Les premiers plans symétriques, géométriques, de cuisine, de salon, d’escalier, rappellent bien sûr Shining (Stanley Kubrick) mais, même si l’on y chante, on déchante assez vite, tant pis, devant cet Overlook délocalisé du côté de Grenoble, mis en musique(s) par un émule de Jacques Demy. Les Petits Maîtres du grand hôtel (Jacques Deschamps, 2019) ressemble trop à un documentaire comportementaliste, plutôt que chorégraphique, pour chaîne de TV co-productrice, suivez mon regard vers France Télévisions. En province, après deux projections en salle encore estivales, seul votre serviteur servit de spectateur.

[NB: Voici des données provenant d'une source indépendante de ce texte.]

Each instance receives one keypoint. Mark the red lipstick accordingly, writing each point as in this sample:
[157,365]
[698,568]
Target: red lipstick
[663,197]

Cependant, l’idée de ponctuer le quotidien peu serein des lycéens spécialisés par des clips en regard caméra, donc de transcender un film choral en film de chorale, ne manque point de pertinence, ni de goût, histoire de rester au sein du domaine concerné. En effet, les chansons créent de l’émotion, de la fiction, les déclarations chantées, davantage que d’être des parenthèses enchantées, laissent enfin apparaître quelque chose des interprètes au carré, chanteurs amateurs, jeunes professionnels déjà épuisés par le labeur, auxquels une enseignante bien intentionnée (?) donne fissa une (bonne) petite leçon de soumission, de mise à disposition volontariste, altruiste, des fois qu’il leur viendrait l’envie de résister aux desiderata pas toujours sympas du client friqué, classé « exigeant », comprendre très emmerdant. Au royaume du luxe, nul ferment de marxisme, please ; en classe aux habits classes, que les passants inconscients assimilent à un signe d’argent, prière de rester à sa place, c’est-à-dire dans sa classe, à moins de quitter la toque, de s’affranchir de l’uniforme de service, c’est-à-dire de devenir chef de travaux, à l’instar du principal intéressé, en mouvement, solo rigolo, travelling de dynamo.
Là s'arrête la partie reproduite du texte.